Bruce Wayne: The man and his family
During his trip through time, Bruce's memories were screwed up. He remembered portions of who he was and why he did things but not everything. The drive to help people, to protect them, remained, especially when he saw families that needed help. I think that his decision to start Batman, Inc. on his return had a lot to do with his having had the time and distance to accept that yes, he had a family and yes, they could and would take over for him if he was gone. Because they did fill Bruce's place while he was gone, not perfectly or comfortably, but they did their best to carry Bruce's mission forward as they thought he would want.

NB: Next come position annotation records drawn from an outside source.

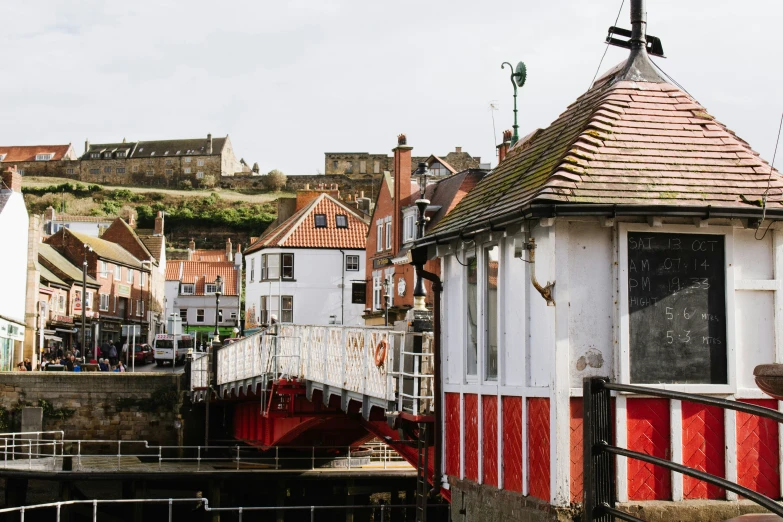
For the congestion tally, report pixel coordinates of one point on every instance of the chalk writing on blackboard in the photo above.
(677, 308)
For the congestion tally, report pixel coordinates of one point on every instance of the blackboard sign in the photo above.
(359, 293)
(677, 308)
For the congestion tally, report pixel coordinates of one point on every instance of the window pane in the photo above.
(288, 266)
(472, 309)
(491, 313)
(273, 268)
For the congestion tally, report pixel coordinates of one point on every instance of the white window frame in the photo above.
(624, 319)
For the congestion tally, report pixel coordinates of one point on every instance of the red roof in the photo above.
(209, 255)
(202, 272)
(299, 231)
(28, 152)
(623, 142)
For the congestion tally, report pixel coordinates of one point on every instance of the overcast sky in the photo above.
(291, 79)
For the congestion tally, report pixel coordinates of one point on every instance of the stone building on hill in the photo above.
(363, 163)
(41, 160)
(163, 162)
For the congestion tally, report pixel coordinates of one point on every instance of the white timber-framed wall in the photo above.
(547, 351)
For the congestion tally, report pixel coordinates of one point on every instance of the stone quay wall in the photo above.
(94, 406)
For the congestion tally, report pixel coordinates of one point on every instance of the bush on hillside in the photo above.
(275, 180)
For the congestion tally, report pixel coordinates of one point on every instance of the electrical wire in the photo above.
(769, 183)
(497, 197)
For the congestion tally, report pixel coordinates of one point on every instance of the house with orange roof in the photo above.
(192, 285)
(41, 160)
(635, 239)
(303, 269)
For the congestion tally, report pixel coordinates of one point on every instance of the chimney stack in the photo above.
(12, 180)
(402, 187)
(159, 223)
(503, 147)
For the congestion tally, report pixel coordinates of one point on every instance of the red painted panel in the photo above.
(512, 444)
(703, 448)
(757, 451)
(471, 437)
(451, 421)
(489, 412)
(577, 457)
(648, 432)
(538, 447)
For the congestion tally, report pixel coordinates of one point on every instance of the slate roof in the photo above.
(202, 272)
(188, 147)
(28, 152)
(68, 270)
(299, 231)
(623, 142)
(106, 249)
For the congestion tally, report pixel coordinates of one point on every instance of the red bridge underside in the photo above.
(293, 421)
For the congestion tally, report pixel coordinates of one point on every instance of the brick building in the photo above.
(41, 160)
(125, 293)
(393, 228)
(164, 162)
(361, 163)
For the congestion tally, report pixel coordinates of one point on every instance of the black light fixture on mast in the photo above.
(419, 293)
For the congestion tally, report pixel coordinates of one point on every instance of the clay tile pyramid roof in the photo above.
(629, 140)
(299, 231)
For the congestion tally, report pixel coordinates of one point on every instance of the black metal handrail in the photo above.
(600, 495)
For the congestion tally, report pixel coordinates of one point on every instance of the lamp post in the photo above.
(419, 294)
(84, 302)
(218, 291)
(386, 299)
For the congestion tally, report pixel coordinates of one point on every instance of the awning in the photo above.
(403, 257)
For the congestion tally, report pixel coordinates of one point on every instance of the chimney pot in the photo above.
(12, 179)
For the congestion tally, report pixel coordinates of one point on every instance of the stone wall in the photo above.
(90, 406)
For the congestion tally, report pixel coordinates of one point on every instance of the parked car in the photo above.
(143, 354)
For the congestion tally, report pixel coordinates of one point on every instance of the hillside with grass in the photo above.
(208, 215)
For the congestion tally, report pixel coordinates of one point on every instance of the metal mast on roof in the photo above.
(518, 77)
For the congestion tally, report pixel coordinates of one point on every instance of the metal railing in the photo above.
(31, 452)
(600, 494)
(382, 509)
(334, 357)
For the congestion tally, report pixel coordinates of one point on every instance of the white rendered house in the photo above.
(302, 270)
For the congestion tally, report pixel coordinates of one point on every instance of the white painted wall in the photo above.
(13, 224)
(316, 288)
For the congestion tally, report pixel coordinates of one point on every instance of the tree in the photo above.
(275, 180)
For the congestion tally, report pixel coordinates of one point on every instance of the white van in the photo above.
(167, 345)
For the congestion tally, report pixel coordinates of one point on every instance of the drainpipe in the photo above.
(342, 289)
(437, 289)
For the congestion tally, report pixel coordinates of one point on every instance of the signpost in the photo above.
(130, 330)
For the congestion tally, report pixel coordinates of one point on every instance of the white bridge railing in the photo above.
(338, 360)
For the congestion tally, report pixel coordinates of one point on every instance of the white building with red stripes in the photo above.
(634, 239)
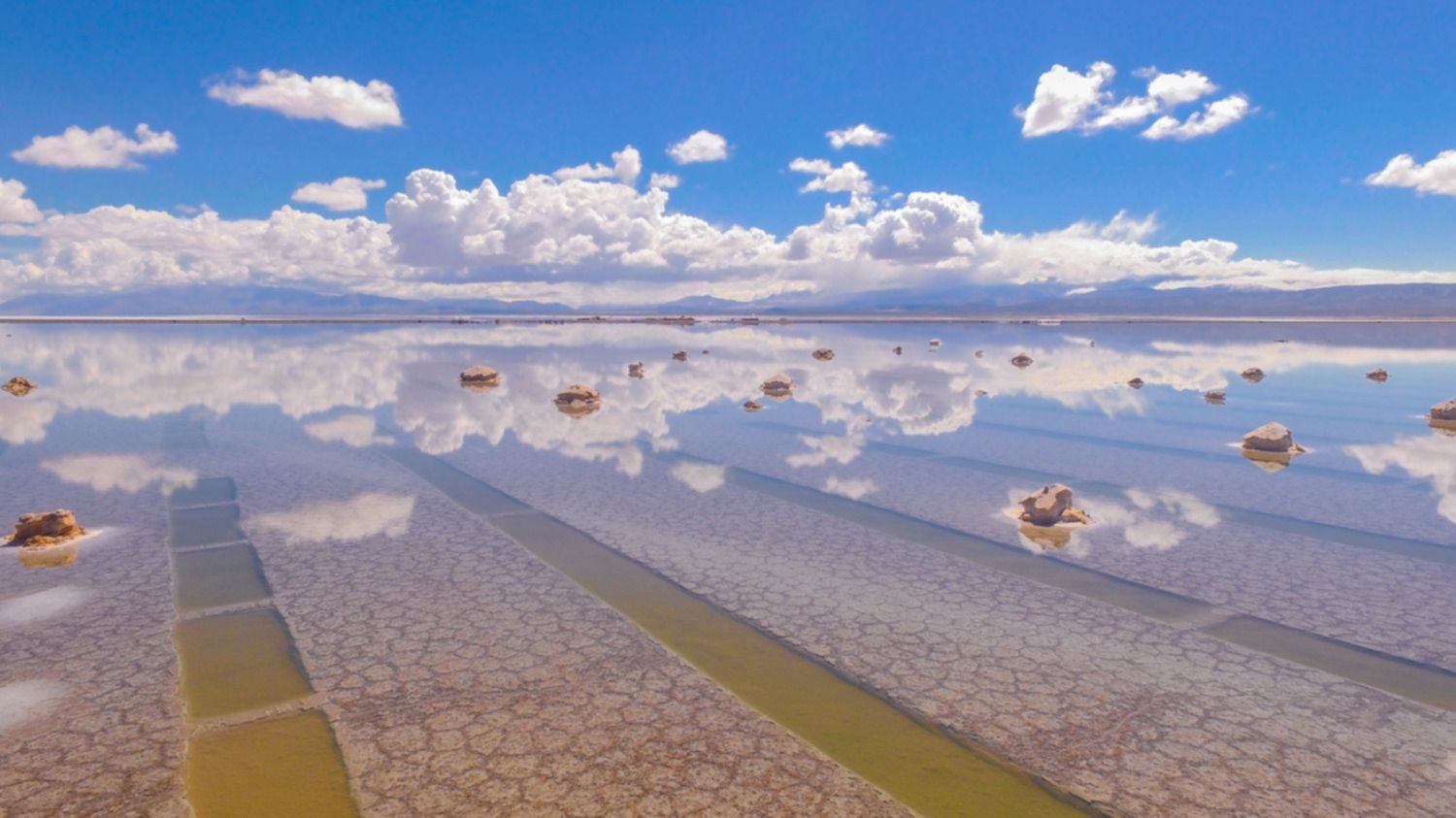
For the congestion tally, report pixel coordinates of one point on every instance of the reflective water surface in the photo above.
(471, 602)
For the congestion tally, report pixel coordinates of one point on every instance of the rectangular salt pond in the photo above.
(1214, 605)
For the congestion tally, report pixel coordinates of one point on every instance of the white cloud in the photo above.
(128, 474)
(1430, 457)
(847, 178)
(104, 147)
(1436, 177)
(626, 166)
(296, 96)
(1071, 101)
(608, 244)
(14, 206)
(370, 514)
(1063, 99)
(702, 146)
(853, 488)
(858, 136)
(346, 192)
(357, 431)
(702, 477)
(1213, 118)
(1176, 89)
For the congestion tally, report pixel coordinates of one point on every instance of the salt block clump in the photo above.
(1274, 439)
(44, 530)
(778, 384)
(480, 377)
(579, 401)
(19, 386)
(1050, 506)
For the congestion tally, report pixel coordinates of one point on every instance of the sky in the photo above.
(762, 150)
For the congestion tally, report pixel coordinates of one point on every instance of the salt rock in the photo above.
(19, 386)
(1272, 437)
(43, 530)
(778, 384)
(579, 401)
(1050, 506)
(480, 377)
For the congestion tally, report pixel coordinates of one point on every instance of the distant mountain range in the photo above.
(1394, 302)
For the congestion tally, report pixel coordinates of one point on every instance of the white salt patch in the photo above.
(702, 477)
(41, 605)
(25, 701)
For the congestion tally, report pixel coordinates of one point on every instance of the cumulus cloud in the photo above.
(847, 178)
(104, 147)
(1072, 101)
(346, 192)
(702, 146)
(858, 136)
(626, 166)
(14, 206)
(1213, 118)
(296, 96)
(1436, 177)
(605, 242)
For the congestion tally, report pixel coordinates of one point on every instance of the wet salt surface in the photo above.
(431, 639)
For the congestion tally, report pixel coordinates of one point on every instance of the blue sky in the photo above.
(510, 89)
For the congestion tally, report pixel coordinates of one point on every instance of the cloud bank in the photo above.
(590, 235)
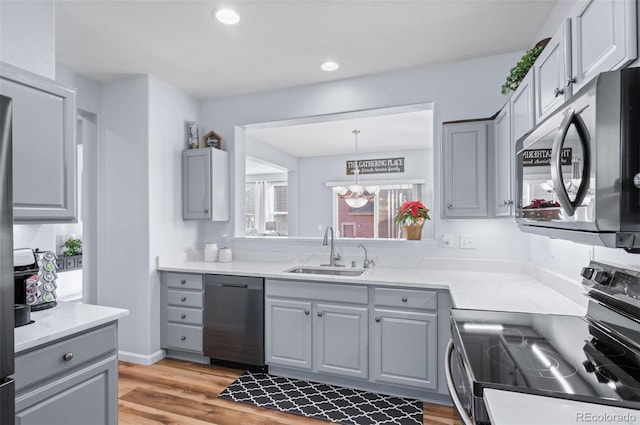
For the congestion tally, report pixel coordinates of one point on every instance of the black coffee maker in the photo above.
(25, 271)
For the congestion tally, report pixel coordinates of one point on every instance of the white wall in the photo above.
(123, 224)
(27, 35)
(169, 109)
(459, 90)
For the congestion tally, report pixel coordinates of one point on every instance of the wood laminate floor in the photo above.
(185, 393)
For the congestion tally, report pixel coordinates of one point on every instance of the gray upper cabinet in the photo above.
(604, 37)
(44, 147)
(504, 147)
(341, 340)
(205, 184)
(551, 71)
(465, 168)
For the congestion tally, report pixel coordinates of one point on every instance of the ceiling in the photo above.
(280, 44)
(378, 133)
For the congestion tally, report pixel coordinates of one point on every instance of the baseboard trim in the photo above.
(145, 360)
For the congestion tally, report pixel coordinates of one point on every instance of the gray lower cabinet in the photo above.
(288, 331)
(341, 340)
(182, 300)
(44, 146)
(73, 381)
(404, 348)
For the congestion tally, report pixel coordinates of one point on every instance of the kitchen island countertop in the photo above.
(67, 318)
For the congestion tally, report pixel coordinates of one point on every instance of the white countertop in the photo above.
(67, 318)
(482, 290)
(511, 408)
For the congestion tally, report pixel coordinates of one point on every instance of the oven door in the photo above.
(459, 384)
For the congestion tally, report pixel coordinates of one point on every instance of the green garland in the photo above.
(519, 71)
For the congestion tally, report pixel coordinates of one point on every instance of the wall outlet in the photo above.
(467, 241)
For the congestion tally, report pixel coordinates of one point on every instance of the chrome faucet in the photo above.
(333, 257)
(367, 262)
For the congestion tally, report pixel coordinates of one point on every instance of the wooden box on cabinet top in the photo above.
(44, 146)
(205, 184)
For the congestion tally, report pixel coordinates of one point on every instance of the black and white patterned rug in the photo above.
(322, 401)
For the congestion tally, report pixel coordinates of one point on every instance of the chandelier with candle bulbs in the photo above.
(356, 195)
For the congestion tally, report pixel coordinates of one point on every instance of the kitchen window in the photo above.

It opened Bruce's eyes to the thought that Batman was more of a symbol than he'd thought. Batman wasn't one man's fight against crime in one city; it was a symbol of hope that could spread far beyond what he'd originally intended. In the same way, Bruce's family was far greater what he'd originally thought.
Yes, he lost his parents and that was a horrible tragedy but Bruce took that tragedy and transformed it into a new family, a new mission, a new way of life that included his sons and daughters surrounding him, his allies backing him up and another generation following after them. No matter what emphasis is put on Bruce being a loner I will always look at the family that he gathered over time and see a man obsessed with family in all its permutations.
Bruce isn't a perfect father. He isn't a perfect brother or son or grandfather. But he is a man who tries desperately hard to protect and care for the people and things which matter to him, no matter how scarred he is by his past, no matter how hard it is for him to express the emotions hidden inside. He's made many mistakes, more with Tim and Damian than the others in my opinion, but he keeps trying to do the right thing.
Canon has given us a lot of really beautiful moments between Bruce and his various children as well as some truly terrible ones. For a writer like me who focuses on alternate universes, canon is my starting point, not my sole arbitrator of what can and cannot be. I'm sure that another essay could be written emphasizing that Bruce is actually a loner who cares nothing for family but for me this is his core.
For me, Bruce will always be a family man who wants nothing more than to be surrounded by those he loves.